About the Artist

PAULINA CONSTANCIA AND NAÏVE ART

Paulina Constancia (b. 1970, Cebu City) is a Filipino-Canadian creative spirit with many different mediums of expression. Her experience in design and music coupled with her educational background in communications and languages developed in her a visual storyteller who finds form, rhythm and a story waiting to be told wherever she goes. Along the way, she heard people refer to her art expression as naïve.  Little did she know that years later her unique art style together with that of seven other artists from around the world would one day be celebrated in an international meeting of naïve artists in Europe.

Paulina defines naïf/naïve art as a unique visual thumbprint that comes naturally from an artist who chooses to create from the heart and not be constrained by rules of perspective and realism. The naïf artist’s canvas is nothing but a playground where the creative spirit is free to play. Subjects and sentiments dictate their form, color and essence. The naïf artist’s hand just follows…

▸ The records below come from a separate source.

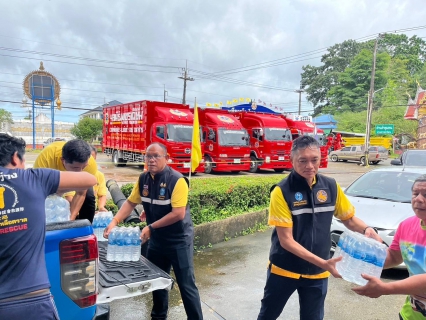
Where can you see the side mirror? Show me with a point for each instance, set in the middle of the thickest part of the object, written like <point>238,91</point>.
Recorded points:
<point>396,162</point>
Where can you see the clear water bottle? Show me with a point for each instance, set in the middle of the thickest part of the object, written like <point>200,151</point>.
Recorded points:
<point>136,244</point>
<point>127,251</point>
<point>381,253</point>
<point>112,245</point>
<point>120,244</point>
<point>338,250</point>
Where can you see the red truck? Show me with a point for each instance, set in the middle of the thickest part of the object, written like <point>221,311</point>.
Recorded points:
<point>307,127</point>
<point>270,140</point>
<point>131,127</point>
<point>226,142</point>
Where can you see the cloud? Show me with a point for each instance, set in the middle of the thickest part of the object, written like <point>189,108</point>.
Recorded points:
<point>160,37</point>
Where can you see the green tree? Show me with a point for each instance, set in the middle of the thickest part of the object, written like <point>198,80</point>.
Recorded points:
<point>5,118</point>
<point>87,129</point>
<point>351,93</point>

In partnership with The Sanctuary, MoNA endeavors to promote the love and care of nature and awaken and inspire our creative nature.

bananalandia

Paulina Constancia Then and Now, still in love with bananas! (Right Photo taken at The Sanctuary)

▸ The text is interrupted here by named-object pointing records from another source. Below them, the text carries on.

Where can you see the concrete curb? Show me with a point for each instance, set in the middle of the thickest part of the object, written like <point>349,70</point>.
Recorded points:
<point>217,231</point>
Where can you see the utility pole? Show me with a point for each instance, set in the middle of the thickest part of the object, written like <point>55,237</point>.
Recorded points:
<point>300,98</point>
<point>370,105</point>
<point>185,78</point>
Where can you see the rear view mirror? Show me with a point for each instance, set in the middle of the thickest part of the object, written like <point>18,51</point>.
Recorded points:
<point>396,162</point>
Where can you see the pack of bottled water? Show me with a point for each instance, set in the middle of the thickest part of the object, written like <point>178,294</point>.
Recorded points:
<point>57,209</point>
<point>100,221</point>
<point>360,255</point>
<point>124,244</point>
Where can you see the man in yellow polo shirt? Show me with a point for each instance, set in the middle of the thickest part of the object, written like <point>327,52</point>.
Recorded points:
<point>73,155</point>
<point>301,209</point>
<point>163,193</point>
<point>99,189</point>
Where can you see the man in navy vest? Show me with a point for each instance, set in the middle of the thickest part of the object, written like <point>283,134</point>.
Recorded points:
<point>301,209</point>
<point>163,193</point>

The Early Inspiration of Paulina’s Naïve Art Expression
Paulina spent her early years on a street named Caimito (Star Apple). Although it is within the city limits of Cebu, Paulina enjoyed a very simple rural-like existence surrounded by fruit trees, chickens, pigs, ducks, cats and lots of ‘Irong Bisaya’ (mongrel dogs). There was always food to eat – they had star apple, mango, guava, jackfruit, papaya, santol, banana and Kamunggay trees. Paulina says, “In those days, nobody seemed to tire of fruit and a hearty bowl of Kamunggay soup.”
Paulina recalls how their home was the neighborhood playground. “All the little ones on our street came to our place to play. We spent endless hours on the swing- swaying and screaming. We also had a kiddie pool that took forever to fill and so we each got a bucket to fill with water from the bomba (handpump in Cebuano).  The sooner we filled the pool, the sooner we could all swim”.
“If we were not in school, we were home playing with the kids in the neighborhood. And Sundays was for church and all the fun things surrounding a ‘visit to the parish’ which included eating cotton candy, popcorn, peanuts and of course – ‘dirty ice cream’ (Cebuano term for cheap, locally made ice cream sold by a street vendor). “For family adventures- every other Sunday or so- we hit the beach…and we would spend the whole day in our tubes in the water, that was when there wasn’t a hole in the ozone layer. We didn’t even know that such a layer existed. The only hole we feared was a hole in our salbabida (Cebuano for ‘inner tube’) for that would end our fun in the sun.”